Sphinx For The Mahogany
All the helper objects for the below demos are available on my GitHub repo.
Video Summary
In this video, I delve into how better indexes can significantly enhance the memory efficiency of SQL Server operations. I walk through two custom views that provide detailed insights into index usage and buffer pool activity. By running various queries and analyzing their impact on memory, I demonstrate how using specific indexes for certain operations can reduce the amount of data read into memory, leading to more efficient use of resources. Whether you’re dealing with a full table scan or filtering by a particular column, understanding these nuances can help optimize your SQL Server environment and improve overall performance.
Full Transcript
Howdy folks, Erik Darling here with Erik Darling Data, now complete with stickers. So I at least can’t close down shop until I’ve given all these stickers out. So you got me around for a little while. And today I wanted to talk to you about something that I think is really interesting in SQL Server and is how better indexes can help you make the most of your SQL Server’s memory. Now I have a couple views that I’ve written. I’m not going to go over the full text of them in the video, but they will be available in the blog post. One of them just kind of gives you a basic view of what indexes you have for, I mean, you can do it for a bunch of tables, but I have it filtered down to just the users table here. So you can see it’s a schema, the table name, the name of any indexes we have on there, how many rows are in the table, how many pages, some information about how big it is, how big the log data is. So good basic information about an index. And that is going to work alongside this other view that I’ve written that will tell you what’s going on in the buffer pool. So like what pages ended up in the buffer pool when you did a particular thing.
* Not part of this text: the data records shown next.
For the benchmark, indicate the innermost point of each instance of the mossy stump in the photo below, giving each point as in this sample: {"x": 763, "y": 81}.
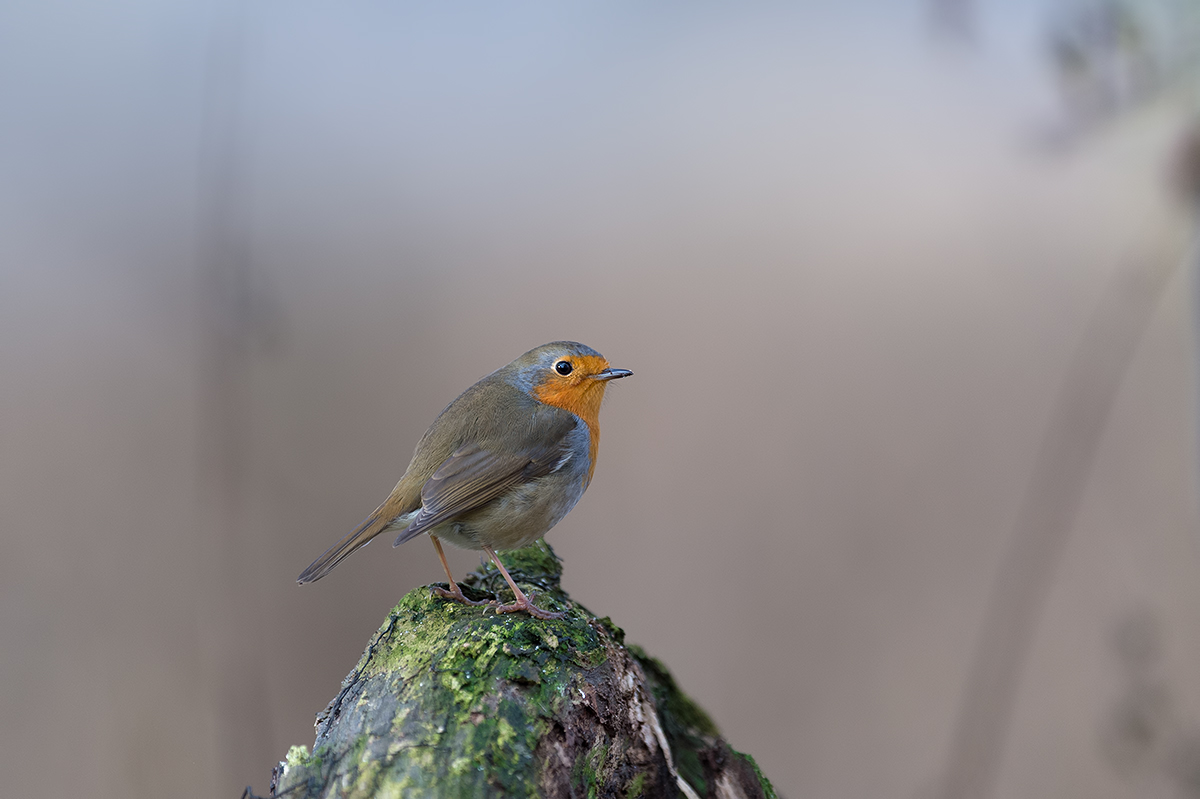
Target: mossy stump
{"x": 456, "y": 701}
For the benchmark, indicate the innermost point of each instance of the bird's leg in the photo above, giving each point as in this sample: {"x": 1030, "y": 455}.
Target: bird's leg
{"x": 455, "y": 593}
{"x": 522, "y": 602}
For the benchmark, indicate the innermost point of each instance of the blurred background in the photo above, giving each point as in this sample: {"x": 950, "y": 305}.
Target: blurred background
{"x": 904, "y": 490}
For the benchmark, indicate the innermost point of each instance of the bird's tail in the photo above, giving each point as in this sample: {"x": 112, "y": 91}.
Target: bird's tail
{"x": 370, "y": 528}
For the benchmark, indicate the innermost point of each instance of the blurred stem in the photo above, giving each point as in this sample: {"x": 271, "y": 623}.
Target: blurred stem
{"x": 1043, "y": 524}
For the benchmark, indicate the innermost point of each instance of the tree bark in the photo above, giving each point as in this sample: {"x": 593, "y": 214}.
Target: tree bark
{"x": 456, "y": 701}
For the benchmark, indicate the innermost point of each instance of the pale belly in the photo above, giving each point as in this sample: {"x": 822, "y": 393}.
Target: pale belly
{"x": 519, "y": 518}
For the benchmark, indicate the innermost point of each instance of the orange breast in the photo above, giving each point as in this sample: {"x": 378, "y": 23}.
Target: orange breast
{"x": 580, "y": 395}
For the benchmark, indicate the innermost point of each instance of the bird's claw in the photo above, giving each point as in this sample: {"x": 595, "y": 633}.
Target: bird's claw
{"x": 459, "y": 596}
{"x": 526, "y": 604}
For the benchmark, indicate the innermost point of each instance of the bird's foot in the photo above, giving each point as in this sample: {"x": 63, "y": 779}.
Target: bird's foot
{"x": 456, "y": 594}
{"x": 526, "y": 604}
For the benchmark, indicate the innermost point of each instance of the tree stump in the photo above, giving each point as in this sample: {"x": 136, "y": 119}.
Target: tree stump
{"x": 456, "y": 701}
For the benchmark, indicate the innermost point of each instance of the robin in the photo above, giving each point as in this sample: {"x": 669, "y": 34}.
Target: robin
{"x": 499, "y": 467}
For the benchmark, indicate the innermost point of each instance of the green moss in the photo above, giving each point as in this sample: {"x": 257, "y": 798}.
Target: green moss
{"x": 450, "y": 700}
{"x": 469, "y": 682}
{"x": 767, "y": 787}
{"x": 690, "y": 732}
{"x": 297, "y": 756}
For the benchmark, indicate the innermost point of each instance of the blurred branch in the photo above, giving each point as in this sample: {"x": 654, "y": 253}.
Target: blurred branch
{"x": 1043, "y": 523}
{"x": 231, "y": 322}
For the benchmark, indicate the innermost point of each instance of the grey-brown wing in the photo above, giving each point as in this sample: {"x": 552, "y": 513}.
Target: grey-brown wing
{"x": 474, "y": 476}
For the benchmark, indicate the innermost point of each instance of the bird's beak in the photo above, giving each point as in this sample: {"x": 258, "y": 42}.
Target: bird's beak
{"x": 611, "y": 374}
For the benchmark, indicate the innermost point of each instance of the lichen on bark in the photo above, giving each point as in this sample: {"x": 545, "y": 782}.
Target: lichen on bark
{"x": 456, "y": 701}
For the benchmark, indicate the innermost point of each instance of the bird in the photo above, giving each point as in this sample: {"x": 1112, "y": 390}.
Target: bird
{"x": 499, "y": 467}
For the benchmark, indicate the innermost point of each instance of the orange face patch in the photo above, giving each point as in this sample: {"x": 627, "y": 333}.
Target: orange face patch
{"x": 580, "y": 394}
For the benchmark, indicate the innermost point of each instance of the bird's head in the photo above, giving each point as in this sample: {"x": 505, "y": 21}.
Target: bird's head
{"x": 567, "y": 374}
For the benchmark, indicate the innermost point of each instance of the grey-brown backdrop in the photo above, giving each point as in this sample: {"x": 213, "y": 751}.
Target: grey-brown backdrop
{"x": 250, "y": 250}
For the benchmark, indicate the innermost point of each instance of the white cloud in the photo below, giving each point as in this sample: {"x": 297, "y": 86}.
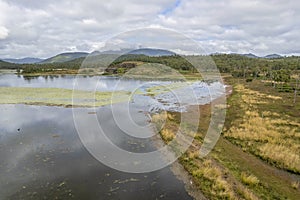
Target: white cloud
{"x": 3, "y": 32}
{"x": 44, "y": 28}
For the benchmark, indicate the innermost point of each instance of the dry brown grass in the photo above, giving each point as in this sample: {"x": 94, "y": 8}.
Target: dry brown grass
{"x": 272, "y": 136}
{"x": 249, "y": 179}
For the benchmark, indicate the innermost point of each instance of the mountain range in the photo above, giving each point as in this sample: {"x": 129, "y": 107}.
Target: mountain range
{"x": 65, "y": 57}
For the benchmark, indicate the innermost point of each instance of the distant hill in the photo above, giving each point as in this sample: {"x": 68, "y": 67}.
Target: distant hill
{"x": 27, "y": 60}
{"x": 7, "y": 65}
{"x": 273, "y": 56}
{"x": 64, "y": 57}
{"x": 143, "y": 51}
{"x": 250, "y": 55}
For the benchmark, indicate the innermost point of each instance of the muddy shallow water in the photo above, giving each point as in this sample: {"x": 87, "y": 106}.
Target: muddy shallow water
{"x": 42, "y": 156}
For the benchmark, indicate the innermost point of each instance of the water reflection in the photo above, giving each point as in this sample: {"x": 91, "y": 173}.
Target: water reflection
{"x": 42, "y": 157}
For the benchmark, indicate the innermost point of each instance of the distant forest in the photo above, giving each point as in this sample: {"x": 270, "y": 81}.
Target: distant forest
{"x": 282, "y": 70}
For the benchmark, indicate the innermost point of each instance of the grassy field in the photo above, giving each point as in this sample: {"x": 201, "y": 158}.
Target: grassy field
{"x": 257, "y": 156}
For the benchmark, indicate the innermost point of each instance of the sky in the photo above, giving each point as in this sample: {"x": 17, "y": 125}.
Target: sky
{"x": 30, "y": 28}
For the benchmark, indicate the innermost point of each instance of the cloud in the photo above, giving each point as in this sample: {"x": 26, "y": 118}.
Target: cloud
{"x": 45, "y": 28}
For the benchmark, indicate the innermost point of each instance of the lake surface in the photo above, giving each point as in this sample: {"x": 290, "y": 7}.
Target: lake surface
{"x": 42, "y": 156}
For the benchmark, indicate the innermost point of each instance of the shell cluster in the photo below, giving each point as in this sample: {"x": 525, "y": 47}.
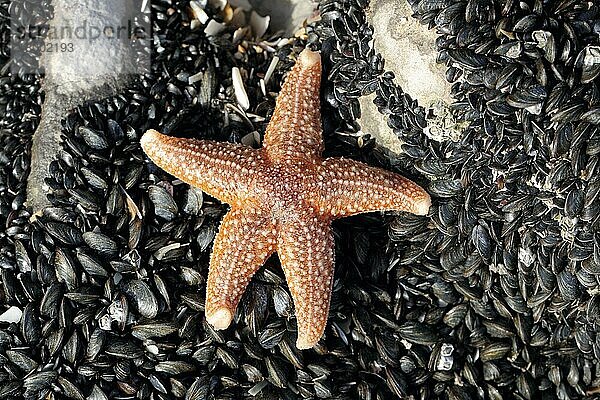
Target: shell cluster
{"x": 495, "y": 296}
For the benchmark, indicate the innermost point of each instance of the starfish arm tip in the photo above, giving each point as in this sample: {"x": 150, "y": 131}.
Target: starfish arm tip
{"x": 421, "y": 206}
{"x": 220, "y": 319}
{"x": 309, "y": 57}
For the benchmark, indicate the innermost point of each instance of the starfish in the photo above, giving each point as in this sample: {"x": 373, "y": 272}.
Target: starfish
{"x": 283, "y": 198}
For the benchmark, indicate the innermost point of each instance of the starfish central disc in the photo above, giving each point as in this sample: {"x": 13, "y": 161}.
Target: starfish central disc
{"x": 283, "y": 198}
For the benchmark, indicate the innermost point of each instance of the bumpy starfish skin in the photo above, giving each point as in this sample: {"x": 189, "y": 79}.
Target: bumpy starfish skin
{"x": 283, "y": 198}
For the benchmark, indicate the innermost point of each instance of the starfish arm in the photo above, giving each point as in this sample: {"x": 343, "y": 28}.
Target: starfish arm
{"x": 306, "y": 251}
{"x": 245, "y": 241}
{"x": 295, "y": 127}
{"x": 349, "y": 187}
{"x": 223, "y": 170}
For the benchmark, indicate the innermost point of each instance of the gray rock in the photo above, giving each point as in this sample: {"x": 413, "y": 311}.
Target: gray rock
{"x": 286, "y": 15}
{"x": 96, "y": 67}
{"x": 409, "y": 51}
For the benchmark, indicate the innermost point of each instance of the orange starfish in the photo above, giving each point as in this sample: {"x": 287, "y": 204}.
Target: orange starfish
{"x": 283, "y": 198}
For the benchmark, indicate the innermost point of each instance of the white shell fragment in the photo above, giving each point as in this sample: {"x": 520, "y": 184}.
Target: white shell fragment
{"x": 198, "y": 12}
{"x": 240, "y": 90}
{"x": 259, "y": 24}
{"x": 220, "y": 4}
{"x": 12, "y": 315}
{"x": 214, "y": 28}
{"x": 271, "y": 69}
{"x": 243, "y": 4}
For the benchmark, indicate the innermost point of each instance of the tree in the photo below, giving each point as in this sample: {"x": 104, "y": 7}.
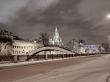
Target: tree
{"x": 43, "y": 38}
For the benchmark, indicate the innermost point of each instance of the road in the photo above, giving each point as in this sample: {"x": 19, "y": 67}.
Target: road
{"x": 84, "y": 69}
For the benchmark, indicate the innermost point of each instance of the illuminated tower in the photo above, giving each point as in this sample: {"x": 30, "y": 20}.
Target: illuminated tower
{"x": 56, "y": 40}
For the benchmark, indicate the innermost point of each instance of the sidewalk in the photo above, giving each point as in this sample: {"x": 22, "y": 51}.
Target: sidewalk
{"x": 33, "y": 62}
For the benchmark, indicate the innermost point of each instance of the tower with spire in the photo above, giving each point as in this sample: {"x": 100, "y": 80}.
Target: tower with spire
{"x": 56, "y": 39}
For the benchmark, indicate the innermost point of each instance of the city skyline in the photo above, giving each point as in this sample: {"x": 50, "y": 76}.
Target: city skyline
{"x": 79, "y": 19}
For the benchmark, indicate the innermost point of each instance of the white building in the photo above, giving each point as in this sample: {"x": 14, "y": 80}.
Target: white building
{"x": 23, "y": 47}
{"x": 56, "y": 39}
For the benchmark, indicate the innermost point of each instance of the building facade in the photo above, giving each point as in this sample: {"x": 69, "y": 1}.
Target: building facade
{"x": 56, "y": 39}
{"x": 23, "y": 47}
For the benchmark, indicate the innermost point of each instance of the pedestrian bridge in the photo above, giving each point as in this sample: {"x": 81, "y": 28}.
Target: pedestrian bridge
{"x": 48, "y": 49}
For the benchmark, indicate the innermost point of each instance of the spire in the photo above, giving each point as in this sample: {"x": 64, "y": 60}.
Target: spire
{"x": 56, "y": 40}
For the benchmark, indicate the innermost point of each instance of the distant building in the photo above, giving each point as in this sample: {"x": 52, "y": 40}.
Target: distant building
{"x": 91, "y": 48}
{"x": 56, "y": 39}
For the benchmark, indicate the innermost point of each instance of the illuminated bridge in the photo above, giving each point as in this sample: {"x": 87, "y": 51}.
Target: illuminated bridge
{"x": 33, "y": 53}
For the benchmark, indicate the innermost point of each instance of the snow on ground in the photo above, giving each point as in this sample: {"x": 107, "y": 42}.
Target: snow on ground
{"x": 96, "y": 70}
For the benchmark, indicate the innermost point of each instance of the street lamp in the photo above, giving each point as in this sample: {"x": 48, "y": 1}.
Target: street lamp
{"x": 108, "y": 16}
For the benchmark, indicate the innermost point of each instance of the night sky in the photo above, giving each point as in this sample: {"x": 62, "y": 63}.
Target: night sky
{"x": 75, "y": 19}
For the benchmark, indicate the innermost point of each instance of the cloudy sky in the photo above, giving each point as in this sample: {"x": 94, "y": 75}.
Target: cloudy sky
{"x": 78, "y": 19}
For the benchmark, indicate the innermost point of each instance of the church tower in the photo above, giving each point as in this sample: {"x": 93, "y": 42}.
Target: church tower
{"x": 56, "y": 39}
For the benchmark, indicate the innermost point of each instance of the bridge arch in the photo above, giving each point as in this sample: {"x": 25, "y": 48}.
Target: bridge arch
{"x": 36, "y": 51}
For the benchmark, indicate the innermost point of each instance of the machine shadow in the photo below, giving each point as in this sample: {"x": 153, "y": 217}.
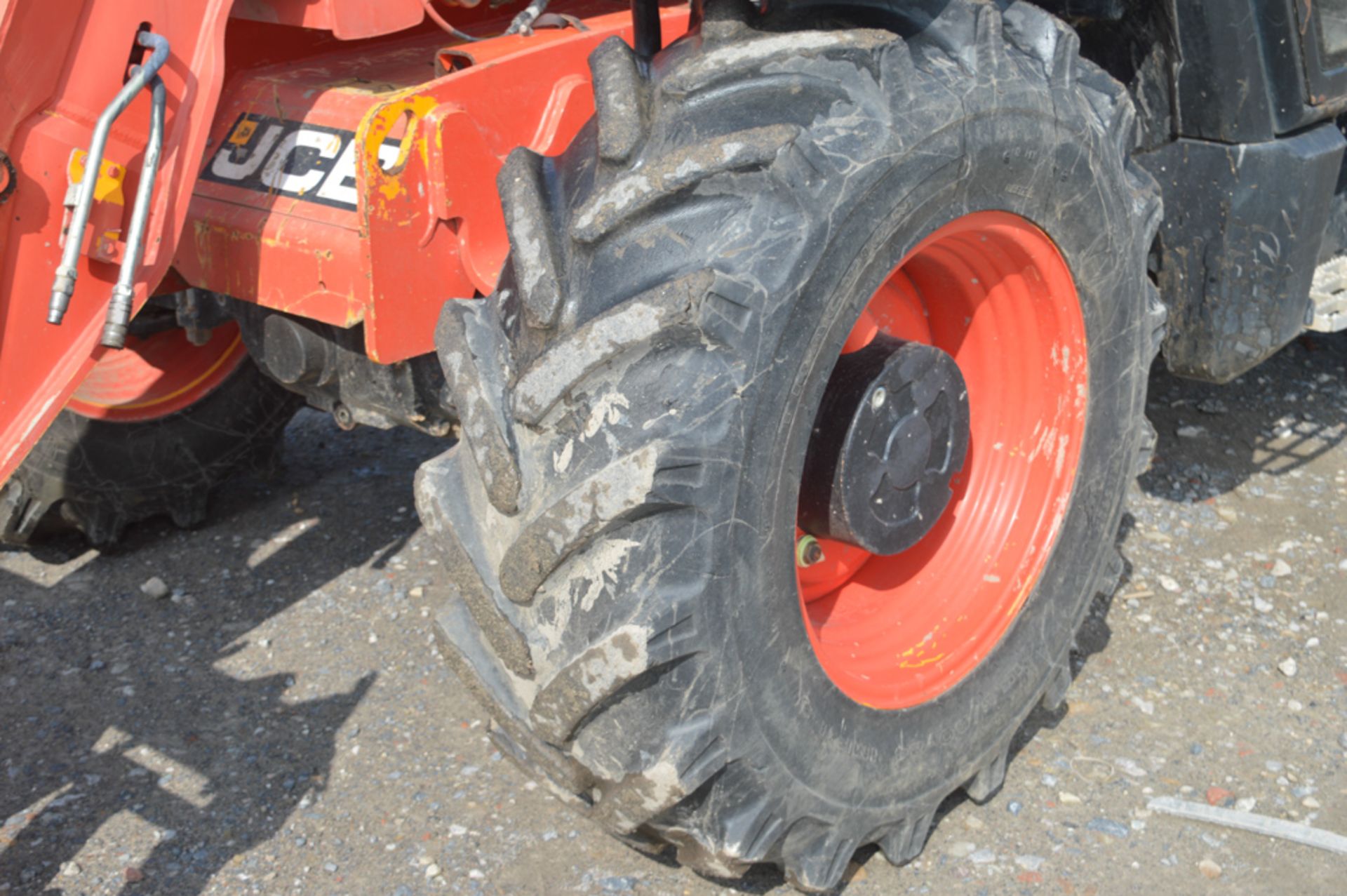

Right now we have the entire primary key clustered index for the users table up in the buffer pool. We’ll come back to that. The way this script is generally going to work is I’m going to select everything from the view so that we can see exactly how big and how many pages are in the index. So it’s right at the top. So we always see it. Then I’m going to drop the ever loving crap out of clean buffers and I’m going to clear out the proc cache just to make sure there’s nothing in there.
And to verify that I’m going to run a first select from the memory view. Right. So drop everything out, make sure nothing’s in there. And then I’m going to run some queries in different ways. And after after we’re done with that, we’ll check, we’ll do another check to see what ended up in the buffer pool. So we’re going to go from clean buffer pool, verify that, run a query, see what ended up in the buffer pool afterwards. Good stuff.
The first thing I’m going to run is a select count from the users table. So let’s unquote that. And I’m just going to go hit F5 up here and we’re going to be off to the races. So we have our initial set of information about the index. We have verified that the buffer pool is empty right here. We have our count query that we ran. We have a query plan for it. The, I don’t know why I stuck in there just in case anything happens.
And then we have our select query, right? We can select query from the buffer pool. So now we see that when we did, we ran that count query, we ended up with the, nearly the entire clustered index up in memory. Right. So when we got a count from the clustered index, we needed absolutely everything.
Right. We have 8,505 pages here, 8,505 pages here. We didn’t go and get all that lob data. So one really cool thing about SQL Server is that if you have lob data, but you don’t specifically ask for it, SQL Server doesn’t go run out and find it. They’re not going to read a bunch of lob data into memory if you don’t really need it.
But we can see that we did read everything else up into memory just to get that count. So we know now that if we need to count a whole table and we end up using that clustered index, we need the whole clustered index. But we can do it a little bit differently. Let’s quote this out and let’s run a count for just a single user.
Now the ID column here is the primary key clustered index. So there’s only going to be one user with this ID. And when we go looking to find this user, we’re not going to need to read the entire index in because SQL Server is just going to go get the pages that we need to find this particular user. So now we only end up with 15 pages in the buffer pool and we don’t end up with all 60 some 66 just megs in there.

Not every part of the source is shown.